Today we constantly read social media reports of “fake news.” We are told we now live in a “post-truth” society, where we pick and choose our own facts. It seems that our reality has taken a tumble and we just don’t know who and what to believe.
Pope Francis, in his World Communications Day message released Jan. 24 (the feast of St. Francis de Sales, the patron saint of Catholic journalists), said society cannot lose its right to expect accurate, truthful and reliable information.
“I am convinced that we have to break the vicious circle of anxiety and stem the spiral of fear resulting from a constant focus on ‘bad news,’” said Pope Francis. “This has nothing to do with spreading misinformation that would ignore the tragedy of human suffering, nor is it about a naive optimism blind to the scandal of evil.

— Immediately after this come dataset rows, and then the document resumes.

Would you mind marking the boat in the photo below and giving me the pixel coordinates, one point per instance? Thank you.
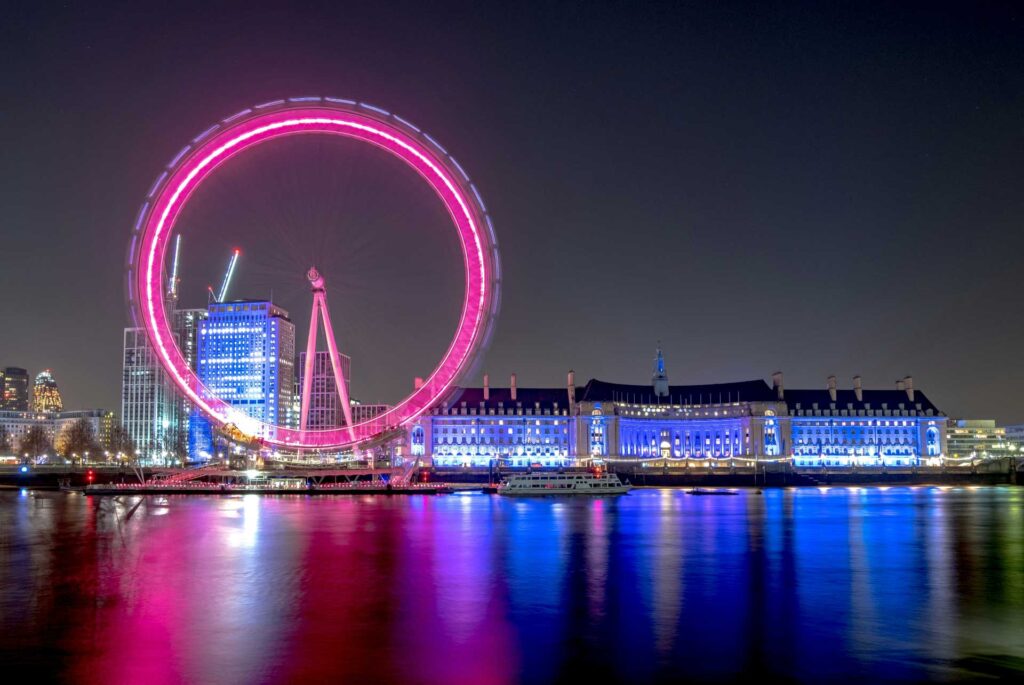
(562, 483)
(699, 490)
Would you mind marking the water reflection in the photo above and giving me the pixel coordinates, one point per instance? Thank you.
(884, 584)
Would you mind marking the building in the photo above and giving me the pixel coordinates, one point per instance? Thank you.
(363, 412)
(738, 423)
(45, 394)
(15, 390)
(325, 403)
(1015, 434)
(53, 423)
(190, 421)
(975, 439)
(246, 356)
(151, 408)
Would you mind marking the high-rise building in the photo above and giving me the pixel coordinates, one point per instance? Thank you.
(246, 354)
(45, 394)
(325, 404)
(150, 405)
(15, 389)
(190, 421)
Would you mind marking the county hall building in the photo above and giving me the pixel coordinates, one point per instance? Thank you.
(705, 425)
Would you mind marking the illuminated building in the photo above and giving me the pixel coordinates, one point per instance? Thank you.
(246, 355)
(325, 408)
(45, 394)
(702, 425)
(15, 389)
(979, 439)
(150, 405)
(190, 421)
(363, 412)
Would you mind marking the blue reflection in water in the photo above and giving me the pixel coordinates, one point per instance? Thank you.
(840, 584)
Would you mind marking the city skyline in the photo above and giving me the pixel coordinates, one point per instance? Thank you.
(733, 213)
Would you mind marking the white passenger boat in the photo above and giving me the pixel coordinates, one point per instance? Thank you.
(562, 483)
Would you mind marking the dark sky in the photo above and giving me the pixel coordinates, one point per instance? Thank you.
(813, 187)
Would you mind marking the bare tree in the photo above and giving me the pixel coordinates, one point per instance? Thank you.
(35, 442)
(78, 438)
(120, 441)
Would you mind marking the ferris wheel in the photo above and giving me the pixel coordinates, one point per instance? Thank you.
(322, 116)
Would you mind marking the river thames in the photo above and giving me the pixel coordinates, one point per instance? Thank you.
(867, 584)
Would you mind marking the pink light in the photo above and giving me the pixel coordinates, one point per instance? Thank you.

“Rather, I propose that all of us work at overcoming that feeling of growing discontent and resignation that can at times generate apathy,” he said.

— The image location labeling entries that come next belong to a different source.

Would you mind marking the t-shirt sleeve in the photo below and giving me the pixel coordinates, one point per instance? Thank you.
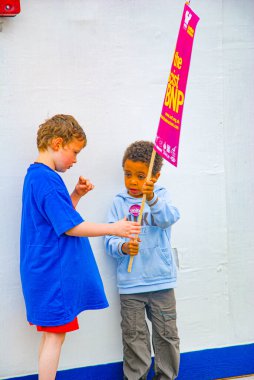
(60, 212)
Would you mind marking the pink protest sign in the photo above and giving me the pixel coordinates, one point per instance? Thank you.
(168, 134)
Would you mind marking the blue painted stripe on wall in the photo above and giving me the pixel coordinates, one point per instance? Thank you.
(196, 365)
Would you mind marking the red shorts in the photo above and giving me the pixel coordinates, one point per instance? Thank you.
(68, 327)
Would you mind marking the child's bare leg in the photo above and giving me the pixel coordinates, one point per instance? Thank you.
(49, 354)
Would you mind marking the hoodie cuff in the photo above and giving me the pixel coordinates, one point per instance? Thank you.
(121, 253)
(153, 201)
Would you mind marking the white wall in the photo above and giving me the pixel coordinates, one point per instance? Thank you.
(107, 63)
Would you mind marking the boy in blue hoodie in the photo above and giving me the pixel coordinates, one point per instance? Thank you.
(149, 289)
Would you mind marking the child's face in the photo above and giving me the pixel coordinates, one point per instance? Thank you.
(135, 174)
(65, 156)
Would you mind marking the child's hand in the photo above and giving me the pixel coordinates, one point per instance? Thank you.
(148, 188)
(126, 229)
(83, 186)
(131, 248)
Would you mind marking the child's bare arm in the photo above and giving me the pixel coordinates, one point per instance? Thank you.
(83, 187)
(121, 228)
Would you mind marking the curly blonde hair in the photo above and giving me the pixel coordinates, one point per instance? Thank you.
(64, 126)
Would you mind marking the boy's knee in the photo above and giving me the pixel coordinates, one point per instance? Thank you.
(57, 339)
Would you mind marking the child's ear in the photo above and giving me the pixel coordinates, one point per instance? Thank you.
(156, 176)
(56, 143)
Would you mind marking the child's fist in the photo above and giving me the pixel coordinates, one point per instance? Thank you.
(83, 186)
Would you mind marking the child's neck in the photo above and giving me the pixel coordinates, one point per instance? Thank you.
(45, 158)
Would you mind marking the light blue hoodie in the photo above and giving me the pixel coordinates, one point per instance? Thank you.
(154, 267)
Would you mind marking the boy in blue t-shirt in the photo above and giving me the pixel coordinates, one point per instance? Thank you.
(58, 271)
(149, 289)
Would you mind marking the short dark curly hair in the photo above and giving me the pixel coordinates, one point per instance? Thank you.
(141, 151)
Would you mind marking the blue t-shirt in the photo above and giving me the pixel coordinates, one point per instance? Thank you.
(59, 275)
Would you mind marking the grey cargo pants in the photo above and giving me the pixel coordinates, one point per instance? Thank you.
(160, 308)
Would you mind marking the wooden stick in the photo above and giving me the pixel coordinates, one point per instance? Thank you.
(149, 174)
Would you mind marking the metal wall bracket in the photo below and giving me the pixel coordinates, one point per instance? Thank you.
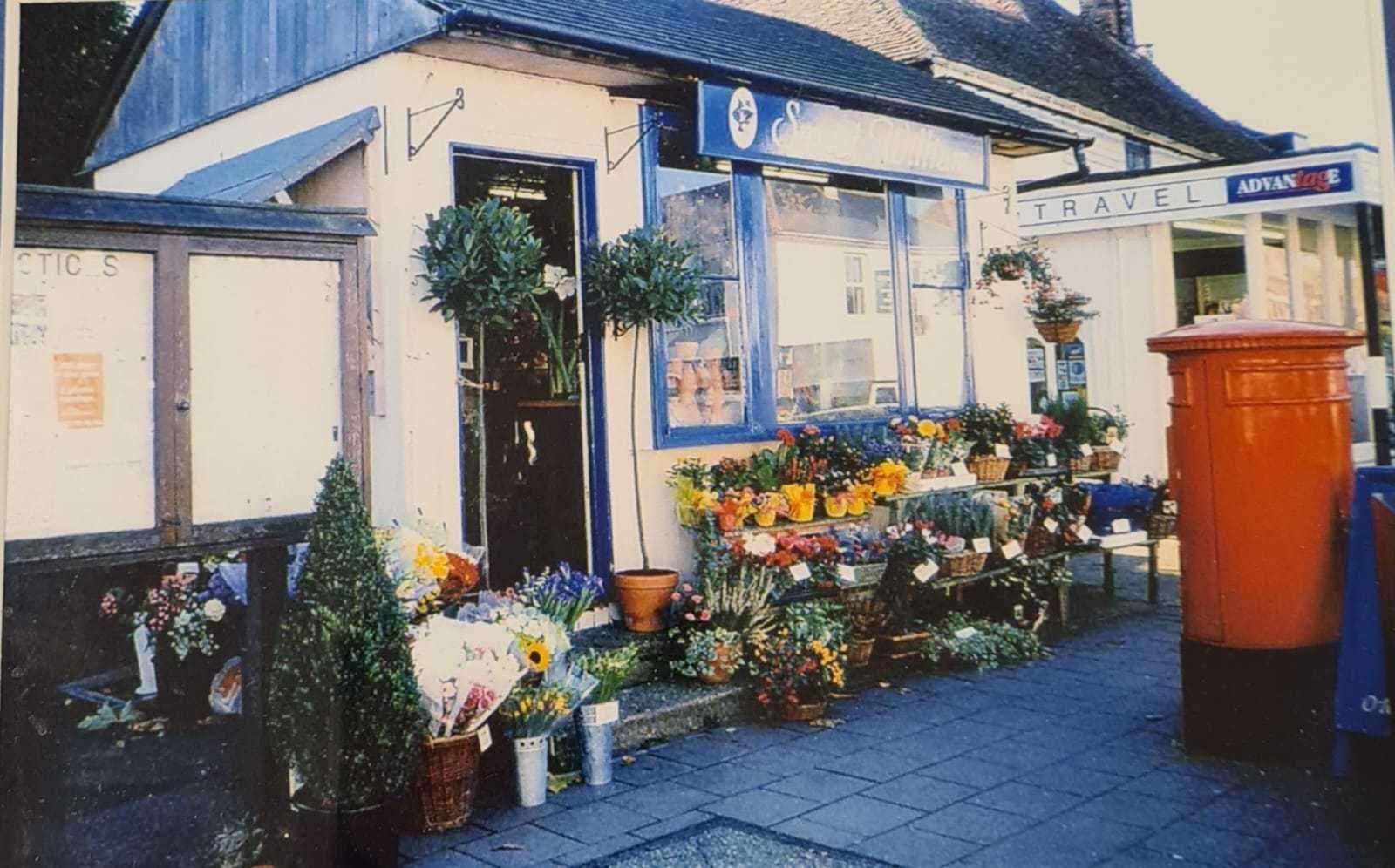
(451, 105)
(643, 130)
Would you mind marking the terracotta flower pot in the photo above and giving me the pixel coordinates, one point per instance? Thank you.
(643, 594)
(723, 663)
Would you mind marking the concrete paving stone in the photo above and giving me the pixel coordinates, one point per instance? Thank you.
(418, 846)
(783, 759)
(508, 817)
(1178, 787)
(725, 779)
(818, 833)
(836, 743)
(1136, 808)
(520, 846)
(914, 847)
(862, 815)
(448, 858)
(1071, 777)
(671, 825)
(648, 770)
(583, 794)
(971, 772)
(663, 800)
(875, 765)
(820, 786)
(599, 850)
(973, 824)
(1200, 843)
(701, 751)
(1025, 800)
(595, 822)
(762, 807)
(921, 793)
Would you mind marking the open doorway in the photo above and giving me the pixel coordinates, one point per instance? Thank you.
(523, 423)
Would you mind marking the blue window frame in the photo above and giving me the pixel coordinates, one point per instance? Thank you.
(862, 250)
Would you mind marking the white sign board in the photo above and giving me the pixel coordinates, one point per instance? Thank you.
(83, 392)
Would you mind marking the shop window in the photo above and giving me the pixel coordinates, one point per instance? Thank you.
(936, 267)
(704, 362)
(1137, 155)
(813, 299)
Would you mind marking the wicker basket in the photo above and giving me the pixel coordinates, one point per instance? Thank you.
(1161, 526)
(1058, 332)
(443, 794)
(964, 563)
(990, 468)
(1106, 458)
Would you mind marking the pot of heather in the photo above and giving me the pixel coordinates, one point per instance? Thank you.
(344, 707)
(639, 281)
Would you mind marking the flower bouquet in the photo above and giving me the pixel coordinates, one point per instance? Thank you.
(562, 593)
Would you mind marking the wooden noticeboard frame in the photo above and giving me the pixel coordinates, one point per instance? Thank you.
(174, 535)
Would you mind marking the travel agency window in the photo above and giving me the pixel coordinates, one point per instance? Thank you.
(818, 273)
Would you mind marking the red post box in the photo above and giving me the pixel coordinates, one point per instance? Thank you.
(1260, 461)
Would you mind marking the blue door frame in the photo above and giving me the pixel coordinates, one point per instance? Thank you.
(593, 334)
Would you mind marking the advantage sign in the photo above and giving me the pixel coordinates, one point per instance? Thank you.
(739, 123)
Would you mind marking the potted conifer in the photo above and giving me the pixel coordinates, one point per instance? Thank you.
(344, 707)
(641, 280)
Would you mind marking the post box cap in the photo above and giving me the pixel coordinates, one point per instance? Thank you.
(1253, 334)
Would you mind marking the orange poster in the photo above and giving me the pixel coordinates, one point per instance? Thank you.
(78, 387)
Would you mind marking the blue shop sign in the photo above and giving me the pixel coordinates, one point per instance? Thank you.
(1288, 183)
(738, 123)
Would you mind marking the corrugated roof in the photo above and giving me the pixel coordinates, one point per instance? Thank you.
(258, 174)
(718, 41)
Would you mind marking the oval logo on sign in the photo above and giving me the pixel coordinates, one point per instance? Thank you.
(741, 118)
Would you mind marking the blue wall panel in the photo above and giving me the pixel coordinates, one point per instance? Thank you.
(211, 58)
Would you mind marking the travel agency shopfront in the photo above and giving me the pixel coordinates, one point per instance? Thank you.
(1292, 238)
(827, 188)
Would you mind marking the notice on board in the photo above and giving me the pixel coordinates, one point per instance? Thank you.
(78, 390)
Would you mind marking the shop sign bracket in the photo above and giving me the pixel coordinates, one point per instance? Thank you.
(451, 105)
(645, 129)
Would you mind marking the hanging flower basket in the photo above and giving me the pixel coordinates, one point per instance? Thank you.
(1058, 332)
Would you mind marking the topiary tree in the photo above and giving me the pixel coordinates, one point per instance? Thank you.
(641, 280)
(344, 708)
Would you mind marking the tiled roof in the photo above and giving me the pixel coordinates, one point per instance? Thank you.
(716, 41)
(1032, 42)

Rather than rely on a communications industry that focuses on tragedy and “thinks that good news does not sell,” Pope Francis proposed another option.
“I would like to contribute to the search for an open and creative style of communication that never seeks to glamorize evil but instead to concentrate on solutions and to inspire a positive and responsible approach on the part of its recipients,” said Pope Francis. “I ask everyone to offer the people of our time storylines that are at heart ‘good news.’”

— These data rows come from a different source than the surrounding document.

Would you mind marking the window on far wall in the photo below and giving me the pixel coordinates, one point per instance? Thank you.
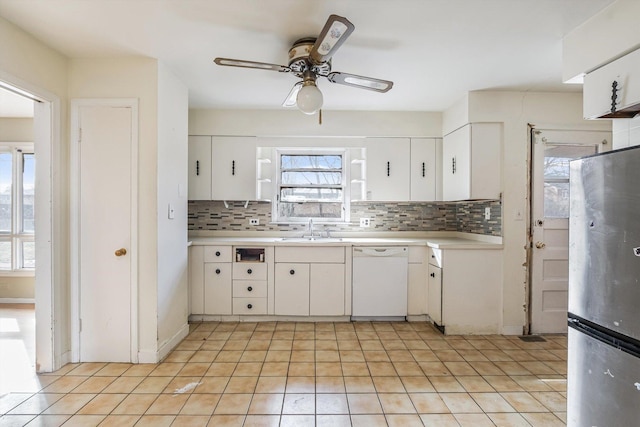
(17, 219)
(311, 184)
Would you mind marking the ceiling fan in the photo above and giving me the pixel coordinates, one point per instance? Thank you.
(310, 58)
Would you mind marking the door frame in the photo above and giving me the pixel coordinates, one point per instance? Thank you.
(532, 130)
(74, 151)
(49, 312)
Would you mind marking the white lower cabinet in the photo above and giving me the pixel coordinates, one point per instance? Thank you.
(468, 283)
(292, 289)
(417, 281)
(309, 281)
(326, 289)
(250, 288)
(217, 288)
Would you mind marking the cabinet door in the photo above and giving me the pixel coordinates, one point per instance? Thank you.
(326, 293)
(233, 173)
(456, 164)
(423, 169)
(292, 289)
(598, 86)
(417, 281)
(388, 168)
(199, 168)
(196, 280)
(217, 288)
(434, 298)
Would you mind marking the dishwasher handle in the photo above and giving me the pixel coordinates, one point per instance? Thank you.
(388, 251)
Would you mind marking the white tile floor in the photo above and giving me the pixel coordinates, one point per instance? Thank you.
(299, 374)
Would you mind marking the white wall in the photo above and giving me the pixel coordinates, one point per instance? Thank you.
(16, 129)
(516, 110)
(29, 64)
(173, 105)
(606, 36)
(133, 78)
(294, 123)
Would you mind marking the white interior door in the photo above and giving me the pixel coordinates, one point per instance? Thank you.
(104, 253)
(552, 151)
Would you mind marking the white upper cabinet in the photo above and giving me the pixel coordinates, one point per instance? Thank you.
(615, 85)
(424, 169)
(471, 165)
(199, 168)
(233, 168)
(387, 166)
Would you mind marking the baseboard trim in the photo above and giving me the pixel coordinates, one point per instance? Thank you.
(165, 349)
(17, 300)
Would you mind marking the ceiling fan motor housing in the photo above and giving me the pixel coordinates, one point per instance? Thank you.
(299, 60)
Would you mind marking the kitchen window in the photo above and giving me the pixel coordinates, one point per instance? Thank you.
(17, 219)
(311, 184)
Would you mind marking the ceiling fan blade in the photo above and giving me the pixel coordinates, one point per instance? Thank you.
(251, 64)
(292, 98)
(362, 82)
(334, 33)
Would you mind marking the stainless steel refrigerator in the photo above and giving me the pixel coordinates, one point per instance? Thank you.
(603, 383)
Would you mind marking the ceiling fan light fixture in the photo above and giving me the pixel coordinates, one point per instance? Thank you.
(309, 97)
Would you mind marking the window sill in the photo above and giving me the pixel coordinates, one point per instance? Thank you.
(17, 273)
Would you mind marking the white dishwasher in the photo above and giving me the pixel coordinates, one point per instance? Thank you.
(380, 282)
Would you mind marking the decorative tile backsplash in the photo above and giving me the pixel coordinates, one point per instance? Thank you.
(467, 216)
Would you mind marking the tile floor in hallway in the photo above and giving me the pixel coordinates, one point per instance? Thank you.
(306, 374)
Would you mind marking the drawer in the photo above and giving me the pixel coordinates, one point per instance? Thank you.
(329, 254)
(217, 254)
(249, 271)
(250, 288)
(435, 257)
(249, 306)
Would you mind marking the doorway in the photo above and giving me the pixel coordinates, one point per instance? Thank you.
(104, 291)
(49, 334)
(552, 150)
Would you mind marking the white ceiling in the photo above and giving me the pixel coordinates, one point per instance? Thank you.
(434, 50)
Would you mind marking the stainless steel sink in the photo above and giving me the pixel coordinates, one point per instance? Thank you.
(314, 239)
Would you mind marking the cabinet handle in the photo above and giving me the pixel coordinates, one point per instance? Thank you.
(614, 96)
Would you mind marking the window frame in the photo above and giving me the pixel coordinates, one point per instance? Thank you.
(17, 237)
(346, 193)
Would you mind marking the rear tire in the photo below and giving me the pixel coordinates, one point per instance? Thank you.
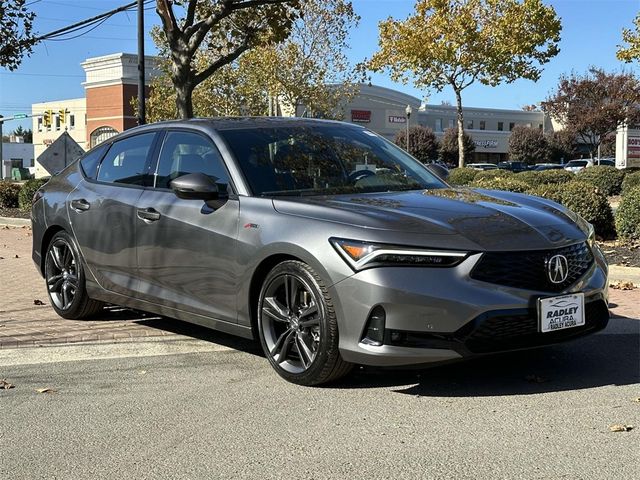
(297, 326)
(65, 279)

I think what Pope Francis alludes to here is part of the mission of the Catholic press. Catholic newspapers, magazines, books and online publications do seek to inspire a positive and responsible approach to delivering its message.
The Holy Father eloquently states that life “is not simply a bare succession of events, but… a story waiting to be told through the choice of an interpretative lens.” How is that for defining the role of the Catholic press?
He goes on to say that reality “depends on the way we look at things, on the lens we use to view them.”
During the month of February, the U.S. church observes Catholic Press Month. It is an opportunity to reflect on the mission of the Catholic press and consider how well that mission is being served.
Our mission is to form, inform and inspire, to present the news of the day accurately and objectively, and to offer instructional (catechetical) material to help educate readers about the faith. This is our “interpretative lens.”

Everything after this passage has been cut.